Working Capital Cycle – Definition & How to Calculate!

Denise Elizabeth P
Senior Financial Editor & Contributor
Last Updated: October 8, 2021
Date Published: October 8, 2021

We’ve all heard the expression that “cash is king” and this not only holds true in our personal lives but in the business world as well.

Without enough cash, businesses can run into some major troubles, or worse be forced into bankruptcy.

Cash helps businesses stay liquid and gives them opportunities for investing in new infrastructure or deal with unexpected expenses.

Running a business is complex.

You need to pay your vendors and employees but in order to do so, you need to generate cash in order to make these payments.

This is where the working capital cycle formula comes into play.

A businesses working capital cycle is the length of time it takes to convert net working capital, like current assets and liabilities, into cash.

This article is going to cover the key aspect of the working capital cycle and why it is a key formula for gaining control over your assets and liabilities.

working capital cycle

What is the Working Capital Cycle?

As mentioned above, the working capital cycle is the length of time it takes a business to convert net working capital, like current assets and liabilities, into cash.

There are typically two types of working capital cycles:

  • Long cycles which means your capital is tied up for longer periods of time without earning a return.
  • Short cycles, which means you are able to free up cash faster with a quicker turnaround time.

Because businesses are so complex with many moving parts, it is virtually impossible to have all of your transactions occur on the same day or period.

At any given time you will have accounts payable due, perhaps payments on a loan, employee salaries, inventory, account receivables, and more.

Managing your working capital cycle help improve your liquidity cycle, meaning that you can convert your assets and liabilities in a more efficient way, giving your business more liquidity and stability.

Four Phases of the Working Capital Cycle

There are generally four phases to the working capital cycle:

  1. Cash management – making sure that there is a positive inflow and outflow of cash to manage the business.
  2. Receivables – these are the payment terms on money owed for goods and services.
  3. Inventory – How long is it taking to sell your inventory?
  4. Payables (billing) – These are your payables to your suppliers, vendors, etc.

In order to use the working capital cycle formula, you need to know the Inventory days, Receivable Days, and Payable days.

This is why we have the four phases listed above.

Here is an example of how a company may follow the working capital cycle:

  1. The company purchases supplies and materials needed to manufacture they products.
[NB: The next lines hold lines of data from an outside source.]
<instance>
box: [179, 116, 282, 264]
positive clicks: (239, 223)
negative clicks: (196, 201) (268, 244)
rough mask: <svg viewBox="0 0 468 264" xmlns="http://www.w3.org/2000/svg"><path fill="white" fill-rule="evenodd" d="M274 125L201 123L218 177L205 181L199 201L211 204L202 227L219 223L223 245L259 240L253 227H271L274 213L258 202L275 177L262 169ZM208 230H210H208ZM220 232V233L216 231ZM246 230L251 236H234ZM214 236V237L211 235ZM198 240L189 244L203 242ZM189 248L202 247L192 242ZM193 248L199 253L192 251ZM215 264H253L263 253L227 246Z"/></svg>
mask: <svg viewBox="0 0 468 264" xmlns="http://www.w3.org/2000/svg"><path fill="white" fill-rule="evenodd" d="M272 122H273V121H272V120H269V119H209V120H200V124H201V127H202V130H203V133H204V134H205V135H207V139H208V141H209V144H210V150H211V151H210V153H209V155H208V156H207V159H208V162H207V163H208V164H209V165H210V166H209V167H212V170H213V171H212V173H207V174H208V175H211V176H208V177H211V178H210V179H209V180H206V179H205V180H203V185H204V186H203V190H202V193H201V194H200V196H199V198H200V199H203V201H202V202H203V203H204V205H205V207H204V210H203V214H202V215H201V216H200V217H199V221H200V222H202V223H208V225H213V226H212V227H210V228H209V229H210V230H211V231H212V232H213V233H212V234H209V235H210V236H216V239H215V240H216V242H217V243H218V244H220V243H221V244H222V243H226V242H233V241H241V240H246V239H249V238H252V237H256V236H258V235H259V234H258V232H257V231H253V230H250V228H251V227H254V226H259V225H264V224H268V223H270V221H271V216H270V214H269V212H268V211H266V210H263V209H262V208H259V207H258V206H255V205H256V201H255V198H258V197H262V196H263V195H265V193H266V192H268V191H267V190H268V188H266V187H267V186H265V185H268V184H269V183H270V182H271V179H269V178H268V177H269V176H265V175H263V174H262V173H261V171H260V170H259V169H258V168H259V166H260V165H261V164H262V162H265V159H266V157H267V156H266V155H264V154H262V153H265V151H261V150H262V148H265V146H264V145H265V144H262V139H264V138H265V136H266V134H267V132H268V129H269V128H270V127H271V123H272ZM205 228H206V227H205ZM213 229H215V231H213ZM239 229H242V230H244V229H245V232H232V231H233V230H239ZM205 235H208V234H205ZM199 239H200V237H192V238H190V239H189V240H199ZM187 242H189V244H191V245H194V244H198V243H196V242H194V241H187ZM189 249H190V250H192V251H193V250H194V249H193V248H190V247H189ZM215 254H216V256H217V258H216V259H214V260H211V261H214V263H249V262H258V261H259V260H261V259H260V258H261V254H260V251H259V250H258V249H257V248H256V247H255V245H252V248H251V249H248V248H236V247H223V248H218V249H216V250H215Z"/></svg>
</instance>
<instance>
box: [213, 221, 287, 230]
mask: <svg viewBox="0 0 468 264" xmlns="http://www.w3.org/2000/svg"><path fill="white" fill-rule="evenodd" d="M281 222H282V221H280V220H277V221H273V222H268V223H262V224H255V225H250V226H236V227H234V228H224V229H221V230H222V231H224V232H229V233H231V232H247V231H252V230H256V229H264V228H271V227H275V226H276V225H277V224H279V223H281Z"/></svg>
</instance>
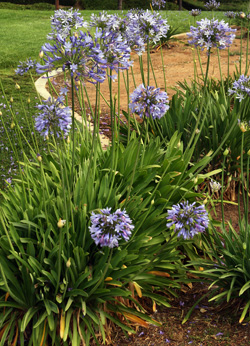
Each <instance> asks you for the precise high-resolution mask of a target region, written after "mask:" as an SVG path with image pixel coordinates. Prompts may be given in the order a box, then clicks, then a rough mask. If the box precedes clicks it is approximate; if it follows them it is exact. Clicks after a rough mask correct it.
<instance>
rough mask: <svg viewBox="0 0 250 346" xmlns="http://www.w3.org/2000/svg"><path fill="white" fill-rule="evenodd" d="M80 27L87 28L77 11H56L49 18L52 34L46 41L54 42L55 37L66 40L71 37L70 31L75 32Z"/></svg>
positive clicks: (48, 34)
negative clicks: (51, 40)
mask: <svg viewBox="0 0 250 346" xmlns="http://www.w3.org/2000/svg"><path fill="white" fill-rule="evenodd" d="M81 27H87V23H86V22H84V21H83V18H82V17H81V16H80V13H79V10H73V8H71V9H69V10H68V11H65V10H62V9H60V10H57V11H55V14H54V15H53V16H52V17H51V29H52V32H51V33H50V34H48V36H47V39H48V40H55V39H56V38H57V35H60V36H61V37H62V38H66V37H67V36H70V35H72V30H77V29H78V28H81Z"/></svg>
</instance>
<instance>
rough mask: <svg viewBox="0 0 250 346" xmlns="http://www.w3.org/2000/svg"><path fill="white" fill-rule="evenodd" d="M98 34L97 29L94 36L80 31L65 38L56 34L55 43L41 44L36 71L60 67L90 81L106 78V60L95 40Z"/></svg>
mask: <svg viewBox="0 0 250 346" xmlns="http://www.w3.org/2000/svg"><path fill="white" fill-rule="evenodd" d="M100 35H101V34H100V33H99V32H98V31H97V32H96V34H95V37H92V36H91V35H90V34H89V33H83V32H82V31H80V32H79V34H77V35H73V36H70V37H69V38H67V39H66V38H63V37H61V36H60V35H58V36H57V39H56V41H55V44H50V43H46V44H45V45H43V47H42V51H43V52H44V58H43V64H40V63H38V64H37V73H46V72H50V71H51V70H53V69H55V68H57V67H61V68H62V69H63V70H64V71H65V70H69V71H70V73H71V76H77V77H81V78H83V79H84V80H87V81H89V82H92V83H96V82H103V81H104V80H105V78H106V71H105V68H106V60H105V58H104V57H103V52H102V50H101V49H100V44H99V43H98V42H97V40H98V38H99V36H100Z"/></svg>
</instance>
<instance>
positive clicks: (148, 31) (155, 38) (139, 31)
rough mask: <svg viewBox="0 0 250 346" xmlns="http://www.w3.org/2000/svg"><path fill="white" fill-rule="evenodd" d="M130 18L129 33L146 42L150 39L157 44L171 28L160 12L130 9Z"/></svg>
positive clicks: (129, 19) (129, 23)
mask: <svg viewBox="0 0 250 346" xmlns="http://www.w3.org/2000/svg"><path fill="white" fill-rule="evenodd" d="M128 18H129V23H128V27H127V35H128V36H129V37H131V38H133V36H134V38H135V37H136V39H137V41H138V39H139V38H141V39H142V40H143V42H144V44H146V43H147V42H148V41H149V42H153V43H155V44H156V43H157V42H159V41H160V39H161V38H162V37H165V36H166V35H167V32H168V30H169V25H168V24H167V20H164V19H162V17H161V15H160V14H159V13H158V12H151V11H149V10H146V11H137V12H136V11H130V12H129V13H128Z"/></svg>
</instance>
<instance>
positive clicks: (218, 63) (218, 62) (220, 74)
mask: <svg viewBox="0 0 250 346" xmlns="http://www.w3.org/2000/svg"><path fill="white" fill-rule="evenodd" d="M217 56H218V64H219V71H220V80H221V85H222V88H223V94H224V99H226V94H225V86H224V79H223V75H222V70H221V63H220V50H219V48H217Z"/></svg>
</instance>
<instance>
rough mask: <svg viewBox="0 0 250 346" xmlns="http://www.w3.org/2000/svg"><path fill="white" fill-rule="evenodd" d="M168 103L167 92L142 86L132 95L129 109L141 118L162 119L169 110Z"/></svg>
mask: <svg viewBox="0 0 250 346" xmlns="http://www.w3.org/2000/svg"><path fill="white" fill-rule="evenodd" d="M168 102H169V101H168V95H167V93H166V92H165V91H161V90H160V88H155V87H153V86H147V87H145V86H144V85H143V84H141V85H139V86H138V87H137V88H136V89H135V90H134V91H133V93H132V94H131V95H130V104H129V108H130V110H131V112H133V113H136V114H137V115H139V116H140V117H141V118H142V117H143V116H144V115H145V116H146V117H147V118H149V117H152V118H153V119H156V118H158V119H160V118H162V117H163V116H164V115H165V114H166V112H167V110H168V109H169V105H168Z"/></svg>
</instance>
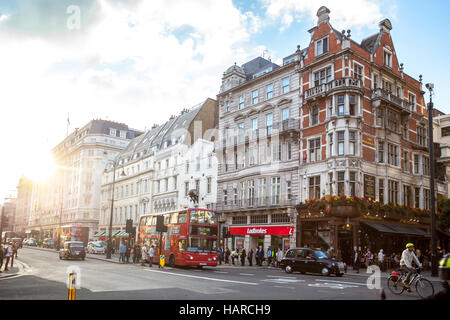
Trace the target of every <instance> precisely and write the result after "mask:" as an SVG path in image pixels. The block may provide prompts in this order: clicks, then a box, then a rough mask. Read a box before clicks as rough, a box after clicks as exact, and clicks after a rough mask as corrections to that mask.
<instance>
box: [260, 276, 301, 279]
mask: <svg viewBox="0 0 450 320" xmlns="http://www.w3.org/2000/svg"><path fill="white" fill-rule="evenodd" d="M267 277H268V278H284V279H297V277H285V276H267Z"/></svg>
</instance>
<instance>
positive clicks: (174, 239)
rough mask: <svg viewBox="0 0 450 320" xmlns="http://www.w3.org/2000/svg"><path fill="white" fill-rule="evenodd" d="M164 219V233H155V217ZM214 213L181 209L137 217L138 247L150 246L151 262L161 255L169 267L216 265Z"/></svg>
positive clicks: (216, 238) (214, 221)
mask: <svg viewBox="0 0 450 320" xmlns="http://www.w3.org/2000/svg"><path fill="white" fill-rule="evenodd" d="M158 215H163V216H164V225H166V226H167V232H164V233H163V236H162V241H161V252H159V248H160V243H159V240H160V233H159V232H157V231H156V217H157V216H158ZM218 232H219V230H218V221H217V213H216V212H215V211H212V210H208V209H197V208H194V209H192V208H191V209H185V210H178V211H171V212H164V213H154V214H149V215H143V216H141V219H140V221H139V226H138V235H137V243H138V244H139V246H141V247H142V245H148V246H152V245H153V246H154V250H155V254H154V256H153V262H154V263H159V255H160V254H163V255H164V256H165V261H166V264H168V265H169V266H198V267H202V266H214V267H215V266H217V246H218V236H219V233H218Z"/></svg>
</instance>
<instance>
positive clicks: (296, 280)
mask: <svg viewBox="0 0 450 320" xmlns="http://www.w3.org/2000/svg"><path fill="white" fill-rule="evenodd" d="M261 281H265V282H275V283H296V282H305V280H296V279H267V280H261Z"/></svg>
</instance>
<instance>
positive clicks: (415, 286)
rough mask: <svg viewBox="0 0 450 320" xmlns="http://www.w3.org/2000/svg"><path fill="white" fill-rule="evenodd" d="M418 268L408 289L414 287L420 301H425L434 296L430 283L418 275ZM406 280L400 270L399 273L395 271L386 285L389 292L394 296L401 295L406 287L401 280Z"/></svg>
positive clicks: (390, 274) (430, 281) (404, 275)
mask: <svg viewBox="0 0 450 320" xmlns="http://www.w3.org/2000/svg"><path fill="white" fill-rule="evenodd" d="M420 271H421V270H420V268H415V272H414V274H413V276H412V277H413V278H412V279H411V281H410V282H409V283H410V287H414V288H415V290H416V292H417V294H418V295H419V297H421V298H422V299H426V298H429V297H433V296H434V287H433V284H432V283H431V281H429V280H427V279H425V277H424V276H423V275H421V274H420ZM405 279H406V272H405V271H403V270H401V271H400V273H399V272H397V271H393V272H392V273H391V274H390V275H389V277H388V279H387V282H388V283H387V284H388V288H389V290H390V291H391V292H392V293H393V294H395V295H401V294H402V293H403V292H404V291H405V290H406V287H405V285H404V284H403V283H402V281H403V280H405Z"/></svg>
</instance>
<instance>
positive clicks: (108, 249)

These purchases are made on credit and thy have 90 days to pay for the materials (Net 90). This is your “Payable Days.”
  2. The inventory sells in an average of 85 days which is called “Inventory Days.”
  3. Customers pay for the products sold within 20 days on average. This is your “Receivable Days.”
  4. Once the customer receives Cash payment from their customers, the working capital cycle is complete.

Now, let’s put this all together into the working capital cycle formula.

Working Capital Cycle Formula

The working capital cycle formula is as follows:

Working Capital Cycle = Inventory Days + Receivable Days – Payable Days

Let’s plug the above example into the formula to calculate the working capital cycle:

  • Inventory Days = 85
  • Receivable Days = 20
  • Payable Days = 90

Working Capital Cycle:

85 Inventory Days + 20 Receivable Days – 90 Payable Days = 15

What this means is that the company is out of pocket cash for only 15 days before receiving payment in full.

This also means that the company has a positive working capital cycle.

Positive vs Negative Working Capital Cycle

A positive working capital cycle means that the company has a period of time where they are waiting to receive payment to create available cash.

This is very normal and in the above example, the company waits an average of 15 days to receive payments to create available cash.

However, there are instances when a company may have a negative working capital cycle.

What this means is that they are collecting money faster than they are paying their bills off.

Let’s use the same example as above but now instead of accepting credit card payment terms, the company decides to be a cash only business with its customers.

Accepting cash only brings its Receivable Days to zero.

Let’s put this all together in a formula and see what we get:

  • Inventory Days = 85
  • Receivable Days = 0
  • Payable Days = 90

Working Capital Cycle:

85 Inventory Days + 0 Receivable Days – 90 Payable Days = -5

Because this gives us a negative number, the Working Capital Cycle is telling us that this business receives cash payments from customers 5 days before it has to pay its vendors and suppliers.

Working Capital and Growth

working capital cycle

Companies that have a normal or positive working capital cycle often need financing to holed them over until they receive payments from their customers.

In the positive working capital cycle example above, this company has 15 days where they are waiting to receive payment from customers.

Growing companies could run into issues if they do not have backup financing because they could essentially “grow the company out of money.”

During the gap when a company is waiting to receive cash, they may have other vendors to pay which could lead to a shortage of cash.

By combining cash and some sort of financing, companies are able to bridge the gap and still meet their obligations during periods that they are waiting to receive cash and complete their working capital cycle.